UK Fintech and Economic Recovery

Level39

The Government has this week kicked off its ‘Independent Strategic Review of UK Fintech’, indicating a show of support to a sector which has displayed strong performance on the global stage over the past few years. Led by Ron Khalifa OBE, former Chief Executive Officer of payments provider Worldpay, the review seeks to identify new growth areas across regulation, industry and policy to best support what is quickly becoming one of the UK’s flagship industries. The review has been seen by some as a show of faith in an industry which has real potential to underpin an economic recovery in the aftermath the economic devastation caused by Covid-19.

Companies with billion-dollar valuations such as Monzo and Revolut have emerged from the UK Fintech scene, showing the nation to be fertile ground for development of and investment in Fintech ventures. The Department for International Trade estimated that there were more than 1600 Fintech firms in the UK, also forecasting that this would more than double by 2030.[1]

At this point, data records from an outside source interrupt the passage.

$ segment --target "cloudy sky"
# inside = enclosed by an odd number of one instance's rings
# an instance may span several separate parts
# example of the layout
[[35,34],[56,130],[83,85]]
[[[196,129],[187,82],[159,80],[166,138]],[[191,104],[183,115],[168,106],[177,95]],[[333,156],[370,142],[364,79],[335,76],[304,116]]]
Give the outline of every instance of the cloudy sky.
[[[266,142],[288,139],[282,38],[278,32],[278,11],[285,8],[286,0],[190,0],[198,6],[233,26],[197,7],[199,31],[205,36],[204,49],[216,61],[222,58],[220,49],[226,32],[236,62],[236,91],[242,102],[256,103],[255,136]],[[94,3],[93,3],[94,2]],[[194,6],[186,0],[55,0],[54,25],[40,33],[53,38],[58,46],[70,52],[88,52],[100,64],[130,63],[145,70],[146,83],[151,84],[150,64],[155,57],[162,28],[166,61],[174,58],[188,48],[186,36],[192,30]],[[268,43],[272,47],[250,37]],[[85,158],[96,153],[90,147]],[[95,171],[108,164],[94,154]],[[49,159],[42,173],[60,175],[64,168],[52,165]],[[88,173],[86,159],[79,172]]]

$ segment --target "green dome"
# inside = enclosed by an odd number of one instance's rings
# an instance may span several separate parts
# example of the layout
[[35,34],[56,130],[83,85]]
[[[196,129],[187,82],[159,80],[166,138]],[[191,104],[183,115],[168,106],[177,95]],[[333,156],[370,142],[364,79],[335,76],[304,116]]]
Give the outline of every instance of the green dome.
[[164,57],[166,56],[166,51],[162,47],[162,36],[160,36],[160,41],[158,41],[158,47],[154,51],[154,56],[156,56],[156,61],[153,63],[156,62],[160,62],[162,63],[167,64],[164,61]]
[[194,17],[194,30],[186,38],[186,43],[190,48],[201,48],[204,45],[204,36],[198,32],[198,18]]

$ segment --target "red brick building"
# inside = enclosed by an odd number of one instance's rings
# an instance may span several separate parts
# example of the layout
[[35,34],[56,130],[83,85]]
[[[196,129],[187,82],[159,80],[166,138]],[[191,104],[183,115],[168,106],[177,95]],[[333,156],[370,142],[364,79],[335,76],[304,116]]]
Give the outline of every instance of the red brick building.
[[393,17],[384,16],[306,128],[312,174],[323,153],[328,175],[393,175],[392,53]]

You may have seen a gradual and subtle switch to Fintech on a day-to-day basis. For example, contactless payments were adopted by Transport for London in 2012, and today it has become a preferred option for payment for many vendors, owing to its ease of use and rapid transaction time. We forecast that the switch to contactless will only accelerate going forward with the backdrop of the pandemic, allowing payments to be made with limited physical contact with people and objects. HM Treasury estimates that as of 2019, the UK’s Fintech adoption rate is at 42%, outperforming the global average of 33%.[2]

The sector as a whole is worth an estimated £7 billion to the UK economy, employing around 60,000 people in many ‘hotspots’ up and down the country. The industry has also attracted a significant amount of investment, with £4.1bn ($5.2bn) of venture capital funding Fintech ventures in 2019.[3] The review as a whole is focused on ‘supercharging’ development in established areas of Fintech such as financial and banking applications, as well as more emerging areas such as Regtech, Legaltech and Insuretech, all of which aim to use technology and data to break down barriers and complexities within their given areas of specialty.

As for Yielders, we started our journey at Level39 in One Canada Square, one of the world’s most prominent development hubs for cybersecurity, fintech, artificial intelligence and blockchain. As per the aims of the company, ‘Level39 sets itself apart from the other major tech communities in London through its ability to elevate its businesses ahead of a heavily crowded tech sector and create a community of leading industry innovators.’[4] As a company, Yielders continues to partner with leading Fintech accelerators and organisations all over the world to ensure we are kept up to date with regulatory changes to the Fintech landscape, and are able to keep abreast of the fast-paced changes within the ecosystem.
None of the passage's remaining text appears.